Background

This Ruling forms part of a wider piece of work on weight loss prescription-only medicines (POMs). The ads were identified for investigation following intelligence gathering by our Active Ad Monitoring system, which uses AI to proactively search for online ads that might break the rules.

Ad description

A paid-for Google search ad for pharmacyonline.co.uk, seen on 19 December 2024, featured text stating "Obesity Treatment Jab" and an image of a hand holding a package that had an image of a vial of liquid on the front.

Issue

The ASA challenged whether the ad breached the Code because it promoted POMs to the public.

Response

Express Healthcare Ltd t/a pharmacyonline.co.uk did not respond to the ASA’s enquiries.

Assessment

The ASA was concerned by Express Healthcare Ltd’s lack of response and apparent disregard for the Code, which was a breach of CAP Code (Edition 12) rule 1.7 (Unreasonable delay). We reminded them of their responsibility to provide a response to our enquiries and told them to do so in future.

Upheld

The CAP Code stated that POMs or prescription-only medical treatments must not be advertised to the public.

The ad referred to “Obesity Treatment Jab”. The ASA considered that consumers were likely to understand that to mean a weight-loss treatment that was administered by injection. We understood that all injectable forms of weight-loss medication were POMs. We therefore considered that the claim “Obesity Treatment Jab” promoted a POM to the public.

We also considered that the image of a vial of liquid on the packaging shown in the ad, although unbranded, was likely to be understood by consumers to mean, in the context of an ad for weight-loss treatment, an injectable form of weight-loss medication.

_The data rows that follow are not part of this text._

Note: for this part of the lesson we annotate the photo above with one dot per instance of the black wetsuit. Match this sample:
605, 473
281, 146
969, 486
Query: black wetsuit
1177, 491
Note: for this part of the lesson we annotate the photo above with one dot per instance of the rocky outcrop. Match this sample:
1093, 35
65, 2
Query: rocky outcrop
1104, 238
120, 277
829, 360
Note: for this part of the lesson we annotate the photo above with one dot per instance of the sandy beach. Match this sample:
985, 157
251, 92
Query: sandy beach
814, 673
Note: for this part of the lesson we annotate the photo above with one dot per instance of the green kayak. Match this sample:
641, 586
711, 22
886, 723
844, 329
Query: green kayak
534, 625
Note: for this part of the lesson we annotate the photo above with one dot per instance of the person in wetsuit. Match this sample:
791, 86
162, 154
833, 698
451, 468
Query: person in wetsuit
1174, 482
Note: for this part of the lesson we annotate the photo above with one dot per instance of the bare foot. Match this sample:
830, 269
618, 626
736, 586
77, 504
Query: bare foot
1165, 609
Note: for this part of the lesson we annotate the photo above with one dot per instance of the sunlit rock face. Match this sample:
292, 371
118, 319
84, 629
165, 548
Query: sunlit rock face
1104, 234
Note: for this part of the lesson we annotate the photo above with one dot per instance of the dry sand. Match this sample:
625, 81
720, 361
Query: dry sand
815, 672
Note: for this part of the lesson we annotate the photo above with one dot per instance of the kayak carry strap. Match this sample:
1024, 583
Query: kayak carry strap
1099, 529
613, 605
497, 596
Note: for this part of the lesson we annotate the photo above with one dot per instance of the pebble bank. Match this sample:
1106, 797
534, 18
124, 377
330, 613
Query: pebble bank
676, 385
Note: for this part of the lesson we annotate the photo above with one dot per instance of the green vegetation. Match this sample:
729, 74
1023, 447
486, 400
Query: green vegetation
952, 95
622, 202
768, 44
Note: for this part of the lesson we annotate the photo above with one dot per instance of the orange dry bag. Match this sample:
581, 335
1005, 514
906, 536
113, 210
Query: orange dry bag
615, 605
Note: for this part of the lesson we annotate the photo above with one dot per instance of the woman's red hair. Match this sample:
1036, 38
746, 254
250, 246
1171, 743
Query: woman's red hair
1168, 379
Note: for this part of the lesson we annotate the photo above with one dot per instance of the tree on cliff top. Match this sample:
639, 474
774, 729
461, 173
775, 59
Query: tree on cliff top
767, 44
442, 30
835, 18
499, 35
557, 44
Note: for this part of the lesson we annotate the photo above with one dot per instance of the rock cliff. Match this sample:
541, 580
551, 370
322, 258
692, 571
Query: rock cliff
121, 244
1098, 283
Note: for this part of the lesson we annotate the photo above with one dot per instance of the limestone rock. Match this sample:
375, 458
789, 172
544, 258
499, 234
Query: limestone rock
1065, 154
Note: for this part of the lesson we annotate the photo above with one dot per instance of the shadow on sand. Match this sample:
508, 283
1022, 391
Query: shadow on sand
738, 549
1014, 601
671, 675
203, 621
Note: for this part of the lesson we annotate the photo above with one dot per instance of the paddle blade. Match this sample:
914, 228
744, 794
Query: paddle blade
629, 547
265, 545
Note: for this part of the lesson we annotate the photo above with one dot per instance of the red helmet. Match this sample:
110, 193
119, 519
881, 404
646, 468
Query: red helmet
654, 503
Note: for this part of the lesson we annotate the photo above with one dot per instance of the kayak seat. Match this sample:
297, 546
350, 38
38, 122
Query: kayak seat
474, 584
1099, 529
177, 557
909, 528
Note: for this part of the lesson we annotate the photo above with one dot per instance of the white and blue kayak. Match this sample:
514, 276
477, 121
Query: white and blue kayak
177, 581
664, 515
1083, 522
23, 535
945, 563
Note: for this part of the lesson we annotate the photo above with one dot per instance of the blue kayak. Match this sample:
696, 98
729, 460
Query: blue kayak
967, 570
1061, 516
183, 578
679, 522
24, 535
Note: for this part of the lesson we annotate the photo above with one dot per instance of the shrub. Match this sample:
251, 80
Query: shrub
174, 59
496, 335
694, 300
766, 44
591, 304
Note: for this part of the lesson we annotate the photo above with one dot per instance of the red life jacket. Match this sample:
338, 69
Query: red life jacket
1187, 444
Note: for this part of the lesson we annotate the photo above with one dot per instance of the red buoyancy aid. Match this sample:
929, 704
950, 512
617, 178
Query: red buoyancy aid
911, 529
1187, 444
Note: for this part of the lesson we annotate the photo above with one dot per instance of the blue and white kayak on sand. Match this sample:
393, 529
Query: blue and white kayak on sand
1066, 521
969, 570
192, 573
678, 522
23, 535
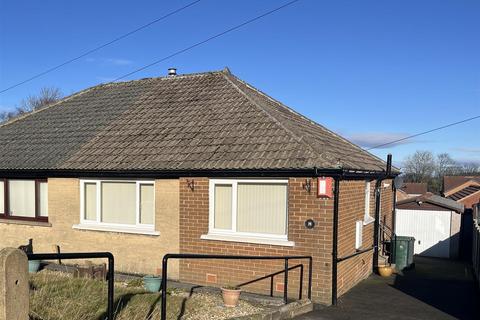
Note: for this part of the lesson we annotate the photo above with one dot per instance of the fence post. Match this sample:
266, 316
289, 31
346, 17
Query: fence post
14, 289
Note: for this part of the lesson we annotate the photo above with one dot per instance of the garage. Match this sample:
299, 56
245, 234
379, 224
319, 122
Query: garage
433, 221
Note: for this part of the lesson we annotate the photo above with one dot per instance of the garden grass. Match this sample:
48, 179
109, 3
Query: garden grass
56, 295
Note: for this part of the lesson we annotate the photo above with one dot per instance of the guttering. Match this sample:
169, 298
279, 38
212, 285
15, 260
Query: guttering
379, 176
129, 173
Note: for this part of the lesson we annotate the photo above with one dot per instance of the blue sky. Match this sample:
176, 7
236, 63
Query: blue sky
372, 71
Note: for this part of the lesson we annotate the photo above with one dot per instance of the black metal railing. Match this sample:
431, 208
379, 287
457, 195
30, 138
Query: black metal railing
234, 257
85, 255
387, 239
272, 275
476, 243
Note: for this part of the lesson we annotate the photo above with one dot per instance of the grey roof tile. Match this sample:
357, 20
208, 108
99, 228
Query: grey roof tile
203, 121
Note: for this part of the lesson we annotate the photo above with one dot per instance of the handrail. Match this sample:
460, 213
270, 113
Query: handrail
231, 257
356, 253
272, 275
85, 255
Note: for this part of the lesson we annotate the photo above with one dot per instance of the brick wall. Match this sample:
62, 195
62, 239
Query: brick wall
352, 209
316, 242
194, 206
133, 253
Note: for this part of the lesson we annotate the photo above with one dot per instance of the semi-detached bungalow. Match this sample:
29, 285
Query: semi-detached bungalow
197, 163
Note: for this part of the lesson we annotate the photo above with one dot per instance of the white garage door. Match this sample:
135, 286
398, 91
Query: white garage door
431, 230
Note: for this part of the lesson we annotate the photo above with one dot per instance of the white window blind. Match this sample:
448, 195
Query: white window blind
358, 234
147, 205
249, 208
43, 199
262, 208
22, 198
118, 205
90, 201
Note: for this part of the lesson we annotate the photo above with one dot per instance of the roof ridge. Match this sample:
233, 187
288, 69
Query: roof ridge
307, 119
108, 84
295, 136
167, 77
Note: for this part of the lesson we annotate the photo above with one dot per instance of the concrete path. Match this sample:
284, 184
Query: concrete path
434, 289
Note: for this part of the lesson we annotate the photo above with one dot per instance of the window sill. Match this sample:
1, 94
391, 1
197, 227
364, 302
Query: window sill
130, 230
368, 220
245, 239
26, 222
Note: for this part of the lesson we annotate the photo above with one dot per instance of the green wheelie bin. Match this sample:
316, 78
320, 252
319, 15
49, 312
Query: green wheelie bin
404, 252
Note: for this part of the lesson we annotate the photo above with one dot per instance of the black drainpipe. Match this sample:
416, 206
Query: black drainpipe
335, 240
376, 228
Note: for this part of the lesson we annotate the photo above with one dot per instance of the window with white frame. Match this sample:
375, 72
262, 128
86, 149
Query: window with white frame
358, 234
367, 216
249, 208
24, 199
117, 205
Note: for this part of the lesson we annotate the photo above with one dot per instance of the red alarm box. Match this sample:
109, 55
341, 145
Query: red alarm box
324, 187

We therefore considered that the image of a vial of liquid also promoted POMs to the public.

We sought advice from the Medicines & Healthcare products Regulatory Agency (MHRA). They expressed concern that as weight-loss injections were legally classified as Prescription-Only Medicines, the use of terms such as “obesity treatment jab” was likely to lead to a consumer requesting a POM.

For those reasons, we considered the ad promoted a POM to the public and concluded that it breached the Code.

The ad breached CAP Code (Edition 12) rule 12.12 (Medicines, medical devices, health-related products and beauty products).

Action

The ad must not appear again in the form complained of. We told Express Healthcare Ltd t/a pharmacyonline.co.uk not to promote POMs to the public in future. We referred the matter to CAP’s Compliance team.